20 years later, the long reconstruction for Mancho survivors

20 years later, the memories are still vivid for the victims. “Everything got confused, it exploded,” remembers Laurent Leveziel, formerly of the Naval Construction Department (DCN), now Naval Group, responsible for testing submarines built in Pakistan. “When I regain consciousness,” he continues, “I hear people screaming, I can’t see, I can’t move.” And for good reason, in the explosion, Laurent Leveziel had his legs seriously damaged. He will then undergo multiple operations and spend five years in a wheelchair. Michel Bongert, also a former member of the DCN, was also seriously injured. The events happened very quickly, he remembers above all that that day, everyone was happy to go to work because May 8 was a public holiday and they were going “earn more, for retirement or for pay”. The explosion of the bus taking them to work claimed the lives of 14 people. Eleven worked for the DCN of Cherbourg.
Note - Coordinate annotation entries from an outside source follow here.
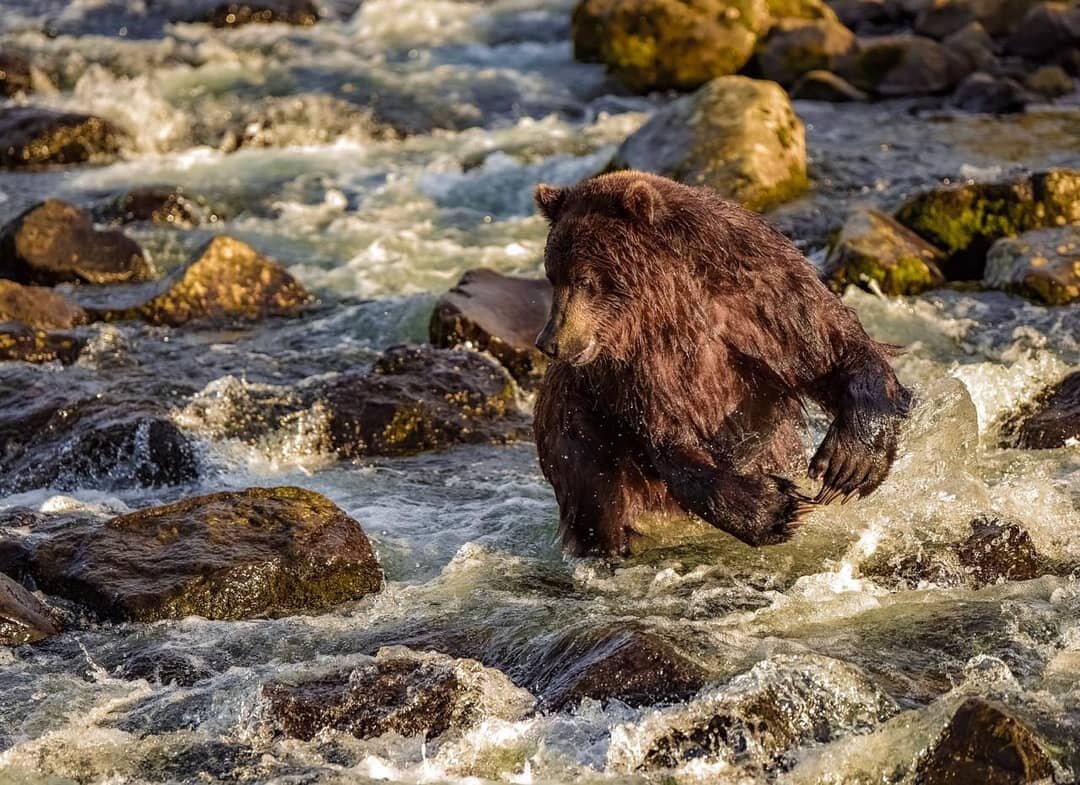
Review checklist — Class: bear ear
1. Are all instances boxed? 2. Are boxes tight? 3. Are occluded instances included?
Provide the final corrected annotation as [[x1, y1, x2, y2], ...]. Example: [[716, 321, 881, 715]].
[[622, 180, 663, 224], [532, 182, 566, 224]]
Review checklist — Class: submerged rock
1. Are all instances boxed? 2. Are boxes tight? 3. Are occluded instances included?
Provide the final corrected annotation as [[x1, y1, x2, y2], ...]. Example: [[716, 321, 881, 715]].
[[983, 224, 1080, 306], [0, 106, 127, 167], [80, 234, 311, 327], [541, 628, 708, 712], [915, 698, 1054, 785], [262, 647, 535, 741], [0, 573, 60, 646], [610, 77, 807, 211], [1002, 371, 1080, 449], [896, 170, 1080, 281], [0, 279, 89, 329], [31, 488, 382, 621], [430, 269, 552, 387], [0, 199, 150, 285], [570, 0, 769, 93], [825, 207, 945, 295], [608, 654, 897, 770], [312, 347, 531, 458], [0, 322, 85, 365]]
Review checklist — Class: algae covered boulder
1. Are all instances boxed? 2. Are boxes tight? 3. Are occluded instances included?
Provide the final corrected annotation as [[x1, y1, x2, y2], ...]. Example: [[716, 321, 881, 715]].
[[314, 347, 531, 458], [0, 279, 87, 329], [0, 199, 150, 285], [570, 0, 769, 92], [896, 170, 1080, 281], [983, 224, 1080, 306], [0, 106, 127, 168], [262, 646, 535, 741], [825, 207, 945, 295], [610, 77, 807, 211], [31, 488, 382, 621], [81, 235, 311, 327], [430, 269, 552, 385]]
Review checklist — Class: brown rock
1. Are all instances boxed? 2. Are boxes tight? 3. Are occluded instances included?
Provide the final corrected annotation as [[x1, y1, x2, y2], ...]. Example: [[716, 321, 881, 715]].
[[430, 269, 551, 387], [31, 488, 382, 621], [0, 199, 150, 285]]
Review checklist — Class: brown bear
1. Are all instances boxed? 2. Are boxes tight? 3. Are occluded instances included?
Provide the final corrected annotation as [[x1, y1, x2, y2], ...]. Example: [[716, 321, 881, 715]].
[[535, 172, 912, 555]]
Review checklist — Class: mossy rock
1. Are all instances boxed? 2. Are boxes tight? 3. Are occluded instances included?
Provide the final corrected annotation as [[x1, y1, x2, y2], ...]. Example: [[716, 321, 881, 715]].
[[983, 224, 1080, 306], [79, 235, 311, 327], [0, 279, 89, 329], [825, 207, 945, 295], [896, 170, 1080, 281], [609, 77, 807, 211], [430, 269, 552, 388], [0, 199, 151, 285], [0, 106, 127, 168], [30, 488, 382, 622], [570, 0, 770, 93]]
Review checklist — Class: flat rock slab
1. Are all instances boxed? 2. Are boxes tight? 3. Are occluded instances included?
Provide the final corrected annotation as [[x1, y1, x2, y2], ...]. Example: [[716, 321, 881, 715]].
[[0, 573, 60, 646], [0, 106, 127, 168], [262, 647, 535, 741], [430, 269, 552, 387], [0, 199, 151, 285], [31, 488, 382, 622]]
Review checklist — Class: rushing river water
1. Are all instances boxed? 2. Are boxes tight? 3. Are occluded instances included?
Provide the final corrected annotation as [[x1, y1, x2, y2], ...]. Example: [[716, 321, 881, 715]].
[[0, 0, 1080, 785]]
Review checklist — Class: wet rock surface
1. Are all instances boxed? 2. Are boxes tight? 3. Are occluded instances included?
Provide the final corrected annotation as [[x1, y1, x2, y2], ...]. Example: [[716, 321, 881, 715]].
[[31, 487, 382, 621], [983, 225, 1080, 306], [610, 77, 807, 209], [430, 269, 552, 387], [915, 698, 1054, 785], [825, 207, 945, 295], [262, 647, 535, 741], [0, 199, 150, 285], [0, 106, 127, 168], [0, 573, 60, 646]]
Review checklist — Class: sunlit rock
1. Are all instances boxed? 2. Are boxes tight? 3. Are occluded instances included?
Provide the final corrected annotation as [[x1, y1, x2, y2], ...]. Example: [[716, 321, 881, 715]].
[[610, 77, 807, 209], [262, 647, 535, 741], [825, 207, 945, 295], [0, 106, 127, 168], [430, 269, 551, 387], [983, 224, 1080, 306], [571, 0, 769, 93], [0, 573, 60, 646], [0, 199, 150, 284], [31, 488, 382, 621]]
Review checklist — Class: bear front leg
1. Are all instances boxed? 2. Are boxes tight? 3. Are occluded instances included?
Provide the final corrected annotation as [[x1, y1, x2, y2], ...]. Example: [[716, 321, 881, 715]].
[[651, 448, 811, 545]]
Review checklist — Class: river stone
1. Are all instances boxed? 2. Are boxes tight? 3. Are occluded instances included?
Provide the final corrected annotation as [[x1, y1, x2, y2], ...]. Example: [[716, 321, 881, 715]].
[[0, 52, 33, 98], [915, 698, 1054, 785], [0, 573, 60, 646], [262, 646, 535, 741], [0, 279, 87, 329], [314, 346, 531, 458], [0, 322, 85, 365], [896, 170, 1080, 281], [825, 207, 945, 295], [31, 488, 382, 622], [983, 224, 1080, 306], [430, 268, 552, 388], [792, 70, 869, 103], [609, 77, 807, 211], [0, 199, 150, 285], [570, 0, 769, 93], [0, 106, 127, 168], [836, 36, 971, 97], [622, 654, 897, 770], [755, 19, 855, 85], [541, 628, 708, 712], [80, 234, 311, 327], [1002, 371, 1080, 449]]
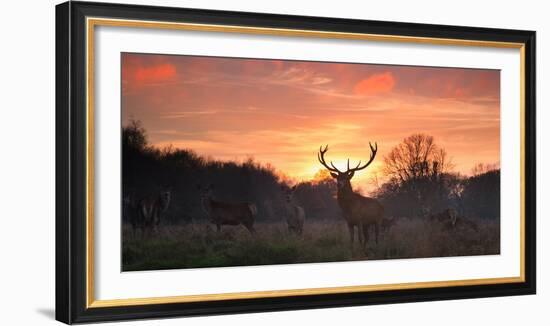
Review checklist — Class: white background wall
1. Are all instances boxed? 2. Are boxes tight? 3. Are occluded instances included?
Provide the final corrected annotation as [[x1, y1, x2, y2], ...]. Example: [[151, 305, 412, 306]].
[[0, 0, 550, 326]]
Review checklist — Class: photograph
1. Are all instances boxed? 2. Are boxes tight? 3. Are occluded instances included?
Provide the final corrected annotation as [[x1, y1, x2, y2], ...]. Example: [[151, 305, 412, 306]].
[[122, 52, 501, 272]]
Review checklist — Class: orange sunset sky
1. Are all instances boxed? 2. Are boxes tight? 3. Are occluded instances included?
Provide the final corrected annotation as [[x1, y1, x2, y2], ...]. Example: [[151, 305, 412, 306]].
[[122, 53, 500, 187]]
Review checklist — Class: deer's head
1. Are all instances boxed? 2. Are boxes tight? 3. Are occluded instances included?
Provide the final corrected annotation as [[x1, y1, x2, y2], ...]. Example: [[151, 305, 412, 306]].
[[317, 143, 378, 191]]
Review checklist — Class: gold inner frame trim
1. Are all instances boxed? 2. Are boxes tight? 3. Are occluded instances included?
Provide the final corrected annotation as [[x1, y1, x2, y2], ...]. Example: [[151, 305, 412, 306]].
[[86, 17, 525, 308]]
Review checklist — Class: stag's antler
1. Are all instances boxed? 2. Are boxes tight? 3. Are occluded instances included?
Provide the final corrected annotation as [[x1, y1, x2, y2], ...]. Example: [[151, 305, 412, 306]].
[[317, 142, 378, 174], [346, 142, 378, 173], [317, 145, 344, 174]]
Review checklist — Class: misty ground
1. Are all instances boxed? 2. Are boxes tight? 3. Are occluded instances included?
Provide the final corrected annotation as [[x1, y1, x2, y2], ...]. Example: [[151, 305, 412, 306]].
[[122, 218, 500, 271]]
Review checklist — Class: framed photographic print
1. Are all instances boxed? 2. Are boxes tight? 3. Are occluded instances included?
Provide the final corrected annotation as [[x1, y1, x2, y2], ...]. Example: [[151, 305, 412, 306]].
[[56, 1, 536, 324]]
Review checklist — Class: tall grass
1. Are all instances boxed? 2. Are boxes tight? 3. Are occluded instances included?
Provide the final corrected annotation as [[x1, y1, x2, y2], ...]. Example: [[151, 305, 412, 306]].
[[122, 219, 500, 271]]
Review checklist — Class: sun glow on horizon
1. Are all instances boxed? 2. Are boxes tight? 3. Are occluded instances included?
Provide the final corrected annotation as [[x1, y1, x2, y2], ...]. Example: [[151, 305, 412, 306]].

“Even after 20 years, it’s not easy”

After surgical operations, rehabilitation is a whole daily life that needs to be readjusted. “We came back to life little by little,” says Laurent Leveziel. Getting back to life also means getting back to work. The DCN has adapted the station for the injured. “I used to sail with boats so there was no longer any question of me going down in submarines,” he explains. “Afterwards you have to live with that,” says Michel Bongert, “and even after 20 years, it’s not easy.” Returning to work after three years off was the hardest thing for him. It also took accept that he was no longer the same person after the attack : “I died on May 8, 2002. We can’t escape unscathed.”

It is also necessary to digest the events. Two decades after the facts, the case with multiple legal aspects is still incomplete. The exact causes of the Karachi attack are not known.. To continue to move forward, it is necessary to overcome this unknown for Michel Bongert: “I don’t know if we will one day be able to find the ‘who?’, ‘why?’ of the family, it would be unlivable.”

Relive without forgetting

If they managed to get on with their lives, the two survivors maintain the memory of their colleagues who died on May 8, 2002. Laurent Leveziel regularly has memories that come back to him. “Often at night, I dream of my friends,” says the pensioner, “little parties, tennis tournaments we used to do, and then other nights, we’re all on the bus.” Michel Bongert got involved in a veterans’ association, his way of pursuing this memory and being active. “I was lucky enough to come back alive when my friends died there. So I have no right to complain. You have to go. You have to live,” believes Laurent Leveziel.

Both will be at the commemorations this Sunday, May 8, 2022, for this memory of their comrades, 20 years after the attack which shook the city of Cherbourg.